PROBLEM = OPPORTUNITY --Everything works both ways. It is only how we look at things that makes them advantageous or not. Everything can be a positive resource. Within each problem, are the seeds of opportunity.

LEAST CHANGE FOR THE GREATEST EFFECT Make work a source and not a sink of your energy. leverage energies for the most positive effect.
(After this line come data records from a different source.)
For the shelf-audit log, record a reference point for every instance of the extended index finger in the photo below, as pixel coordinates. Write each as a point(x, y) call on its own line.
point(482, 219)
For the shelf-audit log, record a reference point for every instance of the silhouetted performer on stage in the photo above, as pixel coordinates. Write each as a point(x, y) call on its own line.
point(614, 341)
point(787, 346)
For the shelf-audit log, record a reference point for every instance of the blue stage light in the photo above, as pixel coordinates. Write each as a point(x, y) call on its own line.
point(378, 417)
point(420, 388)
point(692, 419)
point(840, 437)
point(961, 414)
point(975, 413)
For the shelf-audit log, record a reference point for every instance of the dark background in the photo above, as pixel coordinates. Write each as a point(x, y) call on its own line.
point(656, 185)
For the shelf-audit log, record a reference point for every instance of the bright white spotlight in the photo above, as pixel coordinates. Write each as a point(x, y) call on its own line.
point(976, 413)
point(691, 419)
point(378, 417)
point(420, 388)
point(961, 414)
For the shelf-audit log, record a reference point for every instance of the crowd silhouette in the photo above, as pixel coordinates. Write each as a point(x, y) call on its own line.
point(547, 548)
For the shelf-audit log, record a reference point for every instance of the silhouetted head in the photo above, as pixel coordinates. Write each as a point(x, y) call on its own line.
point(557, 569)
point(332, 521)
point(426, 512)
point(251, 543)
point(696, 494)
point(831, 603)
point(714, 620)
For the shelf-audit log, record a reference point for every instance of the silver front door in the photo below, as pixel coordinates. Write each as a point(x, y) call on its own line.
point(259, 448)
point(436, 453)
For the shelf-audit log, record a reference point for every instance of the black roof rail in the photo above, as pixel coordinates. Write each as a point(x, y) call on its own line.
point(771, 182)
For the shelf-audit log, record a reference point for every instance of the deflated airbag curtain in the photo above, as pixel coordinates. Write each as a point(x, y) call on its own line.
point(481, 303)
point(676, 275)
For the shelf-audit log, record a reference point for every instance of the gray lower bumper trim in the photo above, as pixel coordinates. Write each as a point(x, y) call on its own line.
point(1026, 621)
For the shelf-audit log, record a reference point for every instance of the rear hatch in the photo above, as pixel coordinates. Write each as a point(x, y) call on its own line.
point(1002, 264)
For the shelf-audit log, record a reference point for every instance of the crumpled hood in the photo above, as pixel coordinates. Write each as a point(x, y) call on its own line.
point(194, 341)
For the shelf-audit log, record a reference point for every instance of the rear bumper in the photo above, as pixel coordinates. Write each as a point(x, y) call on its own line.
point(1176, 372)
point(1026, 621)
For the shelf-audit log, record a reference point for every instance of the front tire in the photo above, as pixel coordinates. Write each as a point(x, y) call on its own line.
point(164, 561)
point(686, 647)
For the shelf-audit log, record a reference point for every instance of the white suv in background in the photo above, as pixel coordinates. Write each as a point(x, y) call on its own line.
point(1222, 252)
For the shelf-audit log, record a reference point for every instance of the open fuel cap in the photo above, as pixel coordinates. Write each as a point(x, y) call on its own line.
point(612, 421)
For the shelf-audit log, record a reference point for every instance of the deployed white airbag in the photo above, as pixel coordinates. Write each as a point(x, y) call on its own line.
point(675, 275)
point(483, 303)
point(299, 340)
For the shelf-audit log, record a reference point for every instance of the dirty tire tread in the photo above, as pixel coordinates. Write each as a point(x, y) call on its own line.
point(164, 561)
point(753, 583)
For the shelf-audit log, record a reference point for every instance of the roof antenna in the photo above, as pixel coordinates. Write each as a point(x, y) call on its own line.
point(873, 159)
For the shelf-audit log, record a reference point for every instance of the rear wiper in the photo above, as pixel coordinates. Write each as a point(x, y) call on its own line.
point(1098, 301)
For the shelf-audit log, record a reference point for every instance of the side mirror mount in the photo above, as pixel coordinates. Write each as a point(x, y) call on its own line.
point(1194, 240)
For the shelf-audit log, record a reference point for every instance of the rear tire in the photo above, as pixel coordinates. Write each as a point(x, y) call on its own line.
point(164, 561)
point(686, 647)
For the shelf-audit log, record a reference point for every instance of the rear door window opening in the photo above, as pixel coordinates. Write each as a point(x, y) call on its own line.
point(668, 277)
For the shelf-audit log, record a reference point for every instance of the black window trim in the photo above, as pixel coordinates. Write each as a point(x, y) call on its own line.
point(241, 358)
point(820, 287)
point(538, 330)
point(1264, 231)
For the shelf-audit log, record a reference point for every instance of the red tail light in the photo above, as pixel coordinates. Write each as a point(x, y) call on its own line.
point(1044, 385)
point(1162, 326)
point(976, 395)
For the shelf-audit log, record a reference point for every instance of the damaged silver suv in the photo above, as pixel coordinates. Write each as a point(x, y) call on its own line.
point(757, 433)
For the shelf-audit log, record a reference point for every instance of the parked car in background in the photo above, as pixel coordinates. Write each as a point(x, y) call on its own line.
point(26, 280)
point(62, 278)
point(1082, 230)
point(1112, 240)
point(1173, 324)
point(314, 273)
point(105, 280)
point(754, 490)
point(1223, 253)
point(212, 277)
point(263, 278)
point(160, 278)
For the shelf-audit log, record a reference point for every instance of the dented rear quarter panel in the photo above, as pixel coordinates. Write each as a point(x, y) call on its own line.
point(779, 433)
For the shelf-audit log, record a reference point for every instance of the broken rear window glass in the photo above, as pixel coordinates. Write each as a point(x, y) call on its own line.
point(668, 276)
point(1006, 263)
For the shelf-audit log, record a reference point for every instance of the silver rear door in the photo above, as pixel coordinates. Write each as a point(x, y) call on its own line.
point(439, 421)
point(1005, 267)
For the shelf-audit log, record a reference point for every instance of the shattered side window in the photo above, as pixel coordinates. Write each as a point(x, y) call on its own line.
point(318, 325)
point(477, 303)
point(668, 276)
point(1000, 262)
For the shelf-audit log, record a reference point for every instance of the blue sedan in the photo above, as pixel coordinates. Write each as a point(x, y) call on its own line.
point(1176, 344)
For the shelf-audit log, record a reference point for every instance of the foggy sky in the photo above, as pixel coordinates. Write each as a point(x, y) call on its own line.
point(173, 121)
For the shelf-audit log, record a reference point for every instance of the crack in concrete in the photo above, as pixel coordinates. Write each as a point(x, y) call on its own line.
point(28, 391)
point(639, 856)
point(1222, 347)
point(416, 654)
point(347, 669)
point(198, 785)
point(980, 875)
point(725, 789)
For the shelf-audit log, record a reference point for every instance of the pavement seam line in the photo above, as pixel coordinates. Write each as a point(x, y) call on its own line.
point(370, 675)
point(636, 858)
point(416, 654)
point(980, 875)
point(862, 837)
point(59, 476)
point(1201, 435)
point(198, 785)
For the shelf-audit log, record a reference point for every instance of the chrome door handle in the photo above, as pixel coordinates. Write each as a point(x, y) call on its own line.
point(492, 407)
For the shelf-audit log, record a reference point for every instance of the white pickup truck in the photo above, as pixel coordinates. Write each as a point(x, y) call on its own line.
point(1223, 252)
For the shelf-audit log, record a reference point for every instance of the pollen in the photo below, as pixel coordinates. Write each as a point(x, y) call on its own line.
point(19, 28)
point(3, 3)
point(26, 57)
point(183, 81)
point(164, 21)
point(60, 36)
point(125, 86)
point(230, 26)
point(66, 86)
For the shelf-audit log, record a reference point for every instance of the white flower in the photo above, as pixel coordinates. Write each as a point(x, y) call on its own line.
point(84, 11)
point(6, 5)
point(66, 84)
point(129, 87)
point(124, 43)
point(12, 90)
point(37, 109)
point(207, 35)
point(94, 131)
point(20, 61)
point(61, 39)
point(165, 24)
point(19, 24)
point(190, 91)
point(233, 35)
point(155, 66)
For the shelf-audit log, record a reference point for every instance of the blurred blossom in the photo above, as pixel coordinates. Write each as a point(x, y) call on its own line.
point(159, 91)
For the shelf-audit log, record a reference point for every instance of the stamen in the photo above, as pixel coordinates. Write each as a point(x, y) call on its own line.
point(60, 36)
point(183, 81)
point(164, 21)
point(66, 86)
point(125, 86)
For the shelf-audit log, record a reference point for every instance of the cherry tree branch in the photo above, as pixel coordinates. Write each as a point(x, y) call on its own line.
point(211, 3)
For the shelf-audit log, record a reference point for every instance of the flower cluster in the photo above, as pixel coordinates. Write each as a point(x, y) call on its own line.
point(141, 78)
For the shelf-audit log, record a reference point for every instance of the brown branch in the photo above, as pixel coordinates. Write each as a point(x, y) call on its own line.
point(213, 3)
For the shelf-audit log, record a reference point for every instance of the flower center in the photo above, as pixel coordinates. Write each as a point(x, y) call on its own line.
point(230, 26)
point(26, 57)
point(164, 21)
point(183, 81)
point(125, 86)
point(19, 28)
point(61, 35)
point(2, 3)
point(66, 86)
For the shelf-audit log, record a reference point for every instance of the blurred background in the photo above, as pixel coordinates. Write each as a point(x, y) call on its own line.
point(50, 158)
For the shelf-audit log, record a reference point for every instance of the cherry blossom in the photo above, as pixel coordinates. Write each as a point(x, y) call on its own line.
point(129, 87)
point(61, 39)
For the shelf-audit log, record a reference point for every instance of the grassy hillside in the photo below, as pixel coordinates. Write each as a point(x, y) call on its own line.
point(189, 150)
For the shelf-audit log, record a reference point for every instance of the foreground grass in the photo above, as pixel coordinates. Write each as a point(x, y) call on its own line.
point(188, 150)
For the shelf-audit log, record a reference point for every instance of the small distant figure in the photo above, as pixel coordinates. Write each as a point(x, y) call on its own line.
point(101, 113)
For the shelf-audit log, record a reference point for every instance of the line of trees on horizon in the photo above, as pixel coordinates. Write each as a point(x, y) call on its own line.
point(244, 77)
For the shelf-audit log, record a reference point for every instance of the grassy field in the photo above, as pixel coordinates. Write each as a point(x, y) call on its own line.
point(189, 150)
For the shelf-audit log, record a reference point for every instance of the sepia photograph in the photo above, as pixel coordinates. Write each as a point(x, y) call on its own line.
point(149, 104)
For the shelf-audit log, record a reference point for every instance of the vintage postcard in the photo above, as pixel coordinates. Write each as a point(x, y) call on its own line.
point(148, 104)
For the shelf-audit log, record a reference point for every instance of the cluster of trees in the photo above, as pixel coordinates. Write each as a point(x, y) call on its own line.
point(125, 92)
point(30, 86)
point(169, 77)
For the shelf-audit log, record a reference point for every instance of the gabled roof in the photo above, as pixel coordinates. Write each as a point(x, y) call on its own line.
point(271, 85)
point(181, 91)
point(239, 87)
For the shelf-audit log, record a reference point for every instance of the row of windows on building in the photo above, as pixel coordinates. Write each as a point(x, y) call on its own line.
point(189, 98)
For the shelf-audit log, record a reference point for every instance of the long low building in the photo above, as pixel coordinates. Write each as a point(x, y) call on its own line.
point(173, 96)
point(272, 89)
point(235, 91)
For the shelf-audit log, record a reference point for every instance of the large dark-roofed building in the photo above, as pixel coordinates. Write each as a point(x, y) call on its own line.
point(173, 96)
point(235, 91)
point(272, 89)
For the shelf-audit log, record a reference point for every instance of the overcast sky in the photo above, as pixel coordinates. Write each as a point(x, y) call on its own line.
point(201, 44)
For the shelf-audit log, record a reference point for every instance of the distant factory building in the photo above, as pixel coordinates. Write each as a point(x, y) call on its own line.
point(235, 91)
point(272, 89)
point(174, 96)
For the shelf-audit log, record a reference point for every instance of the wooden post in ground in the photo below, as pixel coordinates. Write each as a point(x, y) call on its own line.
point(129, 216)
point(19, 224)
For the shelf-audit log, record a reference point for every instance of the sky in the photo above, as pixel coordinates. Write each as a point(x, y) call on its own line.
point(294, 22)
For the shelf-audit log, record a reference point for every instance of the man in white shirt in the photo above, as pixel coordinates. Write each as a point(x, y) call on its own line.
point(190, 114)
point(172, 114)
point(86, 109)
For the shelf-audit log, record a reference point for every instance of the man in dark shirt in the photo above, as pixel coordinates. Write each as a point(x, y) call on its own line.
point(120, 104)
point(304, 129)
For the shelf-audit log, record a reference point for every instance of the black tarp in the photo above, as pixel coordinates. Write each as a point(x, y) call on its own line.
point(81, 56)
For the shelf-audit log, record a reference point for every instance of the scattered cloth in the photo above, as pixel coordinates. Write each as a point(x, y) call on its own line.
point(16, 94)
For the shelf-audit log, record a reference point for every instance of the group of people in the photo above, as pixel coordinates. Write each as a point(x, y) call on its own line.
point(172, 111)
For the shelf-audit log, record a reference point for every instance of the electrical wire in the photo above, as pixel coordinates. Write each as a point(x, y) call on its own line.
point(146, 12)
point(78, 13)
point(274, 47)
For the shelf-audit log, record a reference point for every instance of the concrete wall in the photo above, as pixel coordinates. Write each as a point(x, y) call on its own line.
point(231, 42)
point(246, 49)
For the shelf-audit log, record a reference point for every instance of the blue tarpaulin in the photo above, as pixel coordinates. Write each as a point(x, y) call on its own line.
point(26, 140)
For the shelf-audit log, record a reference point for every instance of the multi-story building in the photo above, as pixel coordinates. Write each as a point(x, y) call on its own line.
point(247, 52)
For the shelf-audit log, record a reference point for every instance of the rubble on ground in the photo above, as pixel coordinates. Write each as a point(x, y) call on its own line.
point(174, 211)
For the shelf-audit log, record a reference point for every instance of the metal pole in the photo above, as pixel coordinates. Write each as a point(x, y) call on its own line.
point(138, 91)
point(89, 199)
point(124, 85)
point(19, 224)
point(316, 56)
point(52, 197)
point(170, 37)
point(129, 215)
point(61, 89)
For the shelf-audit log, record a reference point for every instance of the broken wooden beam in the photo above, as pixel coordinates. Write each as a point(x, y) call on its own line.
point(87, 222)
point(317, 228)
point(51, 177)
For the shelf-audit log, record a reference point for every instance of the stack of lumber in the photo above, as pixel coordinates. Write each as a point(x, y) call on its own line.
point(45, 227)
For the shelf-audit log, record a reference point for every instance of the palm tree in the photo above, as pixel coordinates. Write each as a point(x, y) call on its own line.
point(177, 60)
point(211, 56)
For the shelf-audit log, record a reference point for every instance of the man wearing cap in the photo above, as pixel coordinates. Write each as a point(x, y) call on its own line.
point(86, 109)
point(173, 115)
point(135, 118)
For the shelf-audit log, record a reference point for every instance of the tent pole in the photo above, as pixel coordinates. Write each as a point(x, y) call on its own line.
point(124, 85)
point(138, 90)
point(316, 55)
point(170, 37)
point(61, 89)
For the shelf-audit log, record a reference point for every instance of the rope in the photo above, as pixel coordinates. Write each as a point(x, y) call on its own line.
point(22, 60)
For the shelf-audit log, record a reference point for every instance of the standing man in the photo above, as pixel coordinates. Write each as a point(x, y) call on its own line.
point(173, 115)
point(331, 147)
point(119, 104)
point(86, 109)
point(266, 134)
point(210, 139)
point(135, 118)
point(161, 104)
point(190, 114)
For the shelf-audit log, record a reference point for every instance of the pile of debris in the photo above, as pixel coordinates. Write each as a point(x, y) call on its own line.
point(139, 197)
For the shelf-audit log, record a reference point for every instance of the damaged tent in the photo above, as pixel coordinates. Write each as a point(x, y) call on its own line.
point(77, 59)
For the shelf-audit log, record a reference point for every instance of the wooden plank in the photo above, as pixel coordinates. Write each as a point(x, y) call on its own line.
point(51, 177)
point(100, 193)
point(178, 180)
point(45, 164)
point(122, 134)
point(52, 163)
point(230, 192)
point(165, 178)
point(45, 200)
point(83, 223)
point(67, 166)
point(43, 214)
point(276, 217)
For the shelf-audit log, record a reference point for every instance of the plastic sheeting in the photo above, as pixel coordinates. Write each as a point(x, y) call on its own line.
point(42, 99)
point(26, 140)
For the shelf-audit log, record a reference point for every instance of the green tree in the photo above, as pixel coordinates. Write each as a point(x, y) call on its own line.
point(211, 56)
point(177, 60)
Every element is placed for energy efficiency.

RELINQUISHING POWER --The role of beneficial authority is to return function and responsibility to life and people.

RELATIVE LOCATION in the placement of elements: interconnectedness is the key to good design.

FUNCTIONAL DESIGN: EACH ELEMENT PERFORMS MANY FUNCTIONS-- elements are carefully chosen and placed so that it performs as many functions as possible.

EACH IMPORTANT FUNCTION IS SUPPORTED BY MANY ELEMENTS--important basic needs such as water, food, energy and fire protection should be designed to be supported in two or more ways.

ENERGY CYCLING--Good design uses incoming natural energies with those generated on-site to ensure a complete energy cycle. Permaculture systems seek to stop the flow of nutrient and energy off the site and instead turn them into cycles so that for instance: laws of thermodynamics

SYSTEM STABILITY IS ACHIEVED THROUGH DIVERSITY--Diversity is related to stability. It is not, however, the number of diverse elements you can pack into a system, but rather the useful connections you can make between these elements.

ACCELERATE THE SUCCESSION OF EVOLUTION--Acceleration of natural processes to hasten the development of a sustainable, ecologically diverse, and abundant systems.   Each cycle is an opportunity for more abundance.

EDGE EFFECTS--Use natural patterns as the basis of design. In nature, the creation of greater edge provides us with a greater surface area, therefore giving us greater production, increased aspect, zone dividers and microclimates.  

INFORMATION AS A RESOURCE --Information is the critical potential resource. Bad information can result in poor design. Good information increases opportunity for good design.

THE YIELD OF THE SYSTEM IS THEORETICALLY UNLIMITED --The only limit on the number of possible uses of a resource within a system is the limit of information and the imagination of the designer.

UNKNOWN GOOD BENEFIT --if we start with good ethical intention, other good things follow. 

Credit: Above based upon a Permaculture Document compiled by Benjamin Fahrer

What is Permaculture?

Permaculture (permanent agriculture) is an ecological design framework inspired by living systems. The ethics, root practices and principles in permaculture can be applied to the garden, the farm, and indeed any living system including human structures.